3. Beoordeling van de klachten


3.1. In cassatie kan van het volgende worden uitgegaan.


3.1.1. Aan belanghebbende zijn in het jaar 1990 naar aanleiding van de voorlopige resultaten van een onderzoek naar de juistheid van diens aangiften voor de inkomstenbelasting en de vermogensbelasting navorderingsaanslagen in die belastingen opgelegd over de jaren 1984 tot en met 1988. Daartegen is tijdig bezwaar gemaakt. In 1991 en 1992 heeft de Inspecteur naar aanleiding daarvan en van de definitieve resultaten van het onderzoek besprekingen gevoerd met de toenmalige gemachtigde van belanghebbende, waarbij ook de jaren 1989 en 1990 werden betrokken. Op 17 juni 1992 heeft de Inspecteur aan die gemachtigde een brief geschreven met onder meer een samenvatting van zijn standpunt in de diverse geschilpunten, een overzicht van de naar zijn mening bij uitblijven van bevredigende antwoorden noodzakelijke correcties op de aangegeven inkomens over de jaren 1984 tot en met
1989, en een verzoek om nadere informatie. De gemachtigde vroeg en kreeg uitstel voor de beantwoording van deze brief, uiteindelijk tot 1 oktober 1992, welk uitstel telefonisch werd verlengd tot 16 november
1992.


3.1.2. Met dagtekening 30 november 1992 zijn ambtshalve aan belanghebbende aanslagen opgelegd in de inkomstenbelasting voor het jaar 1989 naar een belastbaar inkomen van f 50.000 en in de vermogensbelasting voor het jaar 1990 naar een vermogen van f 100.000. Bij brief van 18 december 1992 heeft de gemachtigde van belanghebbende tegen deze aanslag in de inkomstenbelasting bezwaar gemaakt. In deze brief was vermeld:

"Er is op geen enkel punt rekening gehouden met de ingediende aangifte zoals inkomensbestanddelen, tariefgroep en ingehouden voorheffingen. Wij verzoeken u de aanslag op basis van de ingediende aangifte te herzien."
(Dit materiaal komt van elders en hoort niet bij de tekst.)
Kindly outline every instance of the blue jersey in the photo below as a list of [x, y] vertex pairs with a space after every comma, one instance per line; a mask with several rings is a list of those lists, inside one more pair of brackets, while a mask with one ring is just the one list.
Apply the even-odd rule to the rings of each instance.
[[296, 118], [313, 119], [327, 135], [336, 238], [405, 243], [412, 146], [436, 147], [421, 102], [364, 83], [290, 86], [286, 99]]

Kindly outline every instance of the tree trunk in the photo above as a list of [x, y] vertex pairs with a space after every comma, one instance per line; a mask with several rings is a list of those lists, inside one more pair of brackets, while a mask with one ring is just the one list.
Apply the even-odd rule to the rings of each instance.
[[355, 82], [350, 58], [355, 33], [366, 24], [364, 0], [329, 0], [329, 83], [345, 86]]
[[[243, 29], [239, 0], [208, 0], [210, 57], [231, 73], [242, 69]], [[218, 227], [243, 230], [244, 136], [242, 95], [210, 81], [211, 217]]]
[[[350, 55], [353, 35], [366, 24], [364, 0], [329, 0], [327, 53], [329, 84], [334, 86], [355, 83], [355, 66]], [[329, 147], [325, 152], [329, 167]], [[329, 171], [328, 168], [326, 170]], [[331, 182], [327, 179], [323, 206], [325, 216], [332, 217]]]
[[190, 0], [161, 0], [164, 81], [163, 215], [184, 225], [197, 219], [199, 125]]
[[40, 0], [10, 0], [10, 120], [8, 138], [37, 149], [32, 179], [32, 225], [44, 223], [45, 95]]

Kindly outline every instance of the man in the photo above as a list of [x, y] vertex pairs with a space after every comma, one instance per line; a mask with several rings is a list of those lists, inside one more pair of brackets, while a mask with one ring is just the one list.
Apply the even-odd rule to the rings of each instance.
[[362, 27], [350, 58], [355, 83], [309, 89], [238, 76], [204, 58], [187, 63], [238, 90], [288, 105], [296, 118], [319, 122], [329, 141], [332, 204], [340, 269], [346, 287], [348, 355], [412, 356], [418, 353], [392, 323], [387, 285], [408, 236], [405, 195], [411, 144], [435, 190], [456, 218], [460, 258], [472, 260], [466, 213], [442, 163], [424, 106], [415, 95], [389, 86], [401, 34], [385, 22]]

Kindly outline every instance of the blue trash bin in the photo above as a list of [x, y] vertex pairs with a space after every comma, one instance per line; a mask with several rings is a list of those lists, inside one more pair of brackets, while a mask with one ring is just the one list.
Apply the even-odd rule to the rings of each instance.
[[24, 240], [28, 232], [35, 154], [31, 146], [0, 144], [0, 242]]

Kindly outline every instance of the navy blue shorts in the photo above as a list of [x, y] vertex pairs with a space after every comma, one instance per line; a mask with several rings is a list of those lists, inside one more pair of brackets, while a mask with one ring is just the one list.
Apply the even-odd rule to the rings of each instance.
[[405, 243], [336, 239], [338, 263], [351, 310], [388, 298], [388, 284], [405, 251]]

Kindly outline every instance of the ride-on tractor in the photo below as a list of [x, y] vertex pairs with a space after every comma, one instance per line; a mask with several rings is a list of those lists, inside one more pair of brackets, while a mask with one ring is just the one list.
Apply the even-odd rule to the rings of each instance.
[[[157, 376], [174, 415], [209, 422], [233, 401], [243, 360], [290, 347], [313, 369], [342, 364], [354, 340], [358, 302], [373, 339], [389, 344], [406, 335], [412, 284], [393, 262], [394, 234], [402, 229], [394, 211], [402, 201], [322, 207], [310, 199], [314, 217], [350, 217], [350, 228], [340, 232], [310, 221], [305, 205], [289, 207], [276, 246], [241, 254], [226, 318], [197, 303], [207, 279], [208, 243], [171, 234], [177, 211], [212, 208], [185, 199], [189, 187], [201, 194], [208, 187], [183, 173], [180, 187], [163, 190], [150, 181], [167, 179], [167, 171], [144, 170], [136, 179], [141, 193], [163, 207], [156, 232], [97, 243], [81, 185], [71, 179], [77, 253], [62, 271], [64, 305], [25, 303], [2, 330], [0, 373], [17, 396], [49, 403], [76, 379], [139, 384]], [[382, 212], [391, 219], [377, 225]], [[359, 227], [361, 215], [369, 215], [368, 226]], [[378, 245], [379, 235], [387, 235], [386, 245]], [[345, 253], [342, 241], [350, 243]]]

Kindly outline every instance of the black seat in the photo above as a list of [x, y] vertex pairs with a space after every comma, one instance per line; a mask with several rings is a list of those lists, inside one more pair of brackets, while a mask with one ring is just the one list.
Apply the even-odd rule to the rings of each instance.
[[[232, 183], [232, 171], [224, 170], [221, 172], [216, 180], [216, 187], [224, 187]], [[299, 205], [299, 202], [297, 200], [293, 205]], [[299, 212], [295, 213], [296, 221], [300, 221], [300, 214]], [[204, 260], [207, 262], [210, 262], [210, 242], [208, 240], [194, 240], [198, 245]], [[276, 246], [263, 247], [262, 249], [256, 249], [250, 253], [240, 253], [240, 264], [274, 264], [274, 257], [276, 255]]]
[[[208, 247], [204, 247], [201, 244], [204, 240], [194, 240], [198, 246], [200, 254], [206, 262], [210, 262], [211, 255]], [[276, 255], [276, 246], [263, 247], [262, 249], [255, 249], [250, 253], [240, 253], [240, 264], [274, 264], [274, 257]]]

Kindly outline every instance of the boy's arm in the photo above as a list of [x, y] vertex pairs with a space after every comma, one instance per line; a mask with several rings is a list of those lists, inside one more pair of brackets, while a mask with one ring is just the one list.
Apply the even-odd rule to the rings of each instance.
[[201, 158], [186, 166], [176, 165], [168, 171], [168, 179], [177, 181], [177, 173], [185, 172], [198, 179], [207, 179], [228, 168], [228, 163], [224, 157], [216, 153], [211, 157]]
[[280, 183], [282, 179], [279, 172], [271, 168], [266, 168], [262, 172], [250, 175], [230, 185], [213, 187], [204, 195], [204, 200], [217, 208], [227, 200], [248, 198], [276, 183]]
In een brief aan de gemachtigde van 1 februari 1993 reageerde de Inspecteur als volgt:

"Wellicht als gevolg van een administratieve fout blijken over het jaar 1989 ambtshalve aanslagen te zijn opgelegd naar een belastbaar inkomen van f 50.000 en een belastbaar vermogen van f 100.000. In ieder geval heb ik deze aanslagen niet geïnitieerd omdat ik met uw cliënt nog in overleg ben over zowel de bezwaren als de aangiften over de jaren 1984 tot en met 1990. De gang van zaken betreur ik bijzonder, waarvoor ik bij deze mijn excuus aanbied."

Vervolgens is met dagtekening 31 oktober 1995 over het jaar 1989 de onderhavige navorderingsaanslag opgelegd.


3.2. In zijn verweerschrift voor het Hof heeft de Inspecteur uitvoerig uiteengezet hoe door falen van de administratieve organisatie ter inspectie de primitieve aanslag tot stand heeft kunnen komen, hoewel toen nog overleg met de gemachtigde van belanghebbende betreffende de aanslagregeling over een reeks van jaren, waaronder het onderhavige jaar, gaande was.


3.3. Het Hof heeft het beroep van belanghebbende op het ontbreken van een nieuw feit verworpen op de grond dat het belanghebbende, dan wel zijn gemachtigde wiens kennis in deze aangelegenheid aan belanghebbende moet worden toegerekend, aanstonds bij het ontvangen van het aanslagbiljet betreffende de primitieve aanslag duidelijk moet zijn geweest dat deze aanslag niet berustte op een - zij het mogelijk onjuiste - vaststelling van het belastbare inkomen door de Inspecteur. Het Hof heeft daaraan toegevoegd dat belanghebbende en/of zijn gemachtigde aanstonds heeft moeten beseffen dat het opleggen van deze aanslag berustte op een administratieve fout van welke aard ook, maar niet op een beslissing van de Inspecteur de desbetreffende aanslag op te leggen.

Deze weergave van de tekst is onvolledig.